Senin, 24 Januari 2011

Sejarah Kesultanan Kadriah, dalam lintasan





Berikut adalah karya tulis Prof. Dr. Syarif Ibrahim Alqadrie, M.Sc.

yang berkaitan dengan masalah budaya.


1. KESADARAN SEJARAH, KONSEP PUTERA DAERAH DAN MULTIKULTURALISME

BINGKISAN ULANG TAHUN KE 234 KESULTANAN QADRIAH
DAN SEKALIGUS KOTA PONTIANAK (23 Oktober 1771 - 2005).

Syarif Ibrahim Alqadrie*


Memperingati ulang tahun ke 234 Kesultanan Qadriah, saya teringat ucapan dua orang berbeda dengan pandangan hampir sama terhadap Kalimantan Barat (Kalbar), khususnya Pontianak. Orang pertama, seorang guru sejarah pada sebuah SMA Negeri dan telah lama berada di kota ini, menjelaskan kepada anak-anak didiknya di depan kelas bahwa para pendiri Kesultanan Qadriah adalah para bajak laut.

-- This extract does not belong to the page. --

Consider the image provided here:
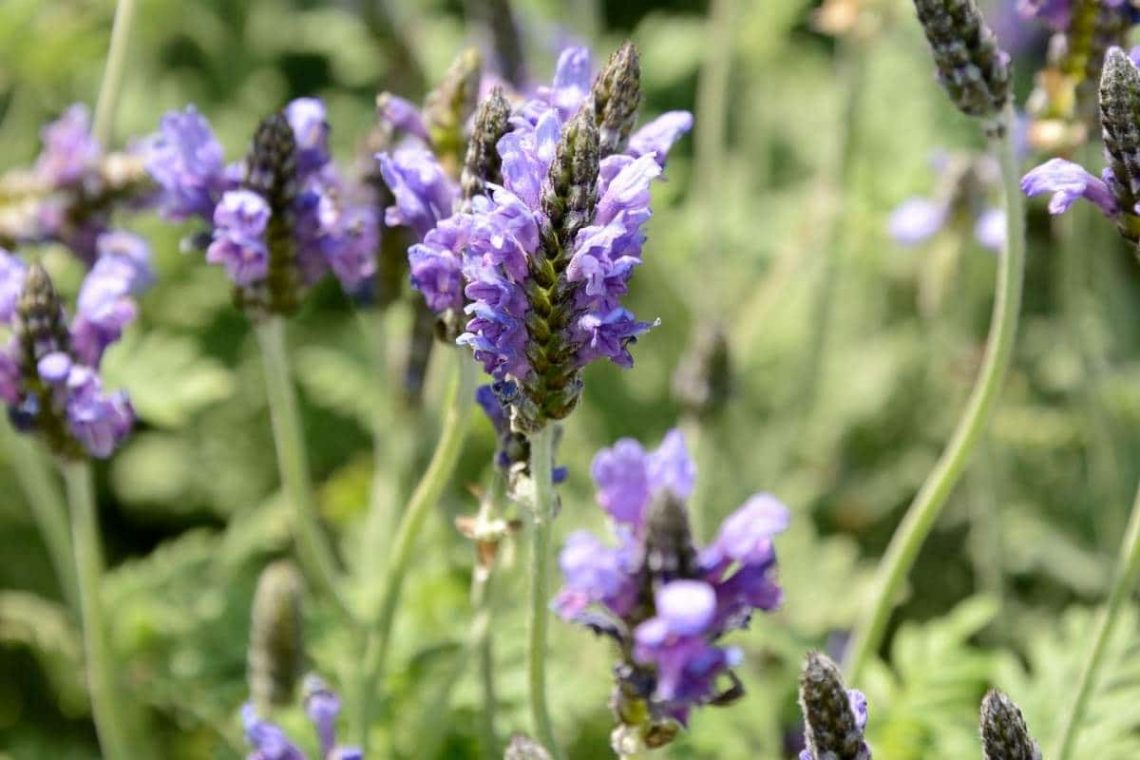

 Singkatnya kota ini berasal dari Kesultanan yang didirikan atas hasil membajak di laut dan berdasarkan pada pengalaman dunia bajak laut. 

Orang kedua, seorang peserta dalam salah satu seminar nasional tentang Pluralisme dan Politik Pemberdayaan Daerah di Semarang mengemukakan pandangan “pluralisme” nya tentang daerah ini yang dianggapnya tidak toleran, provinsialisme, kedaerahan, tertutup dan sering melakukan politik ”pembersihan etnis” (ethnic cleansing).

Saya tidak banyak menanggapi pandangan miring itu, tetapi hanya menyarankan agar ia banyak membaca buku sejarah Kalbar, khususnya sejarah Pontianak, baik ditulis orang-orang Indonesia, Asia Tenggara maupun Barat.

 Sebagai seorang guru sejarah, ia bukan saja tidak mendalami bidang tugasnya, tetapi juga tidak memiliki kesadaran kesejarahan (historical consciousness), sehingga pak guru itu telah memutarbalikkan sejarah daerah yang telah menerimanya dengan ikhlas bahkan menghidupkannya.

Saya justru merasa kasihan kepadanya, karena tampaknya ia merupakan salah seorang dari banyak penganut mashab sejarah yang berprinsip bahwa sejarah merupakan produk tidak saja dari setiap system politik yang berlaku tetapi juga dari setiap penguasa yang menguasai system itu dengan dukungan dari kelompok mayoritas dominan yang diuntungkan oleh system tersebut.

 Dengan demikian, arah dan isi sejarah dapat dibentuk, diatur dan diubah sesuai dengan kepentingan politik dari system yang berlaku dan penguasa yang dominant di dalamnya.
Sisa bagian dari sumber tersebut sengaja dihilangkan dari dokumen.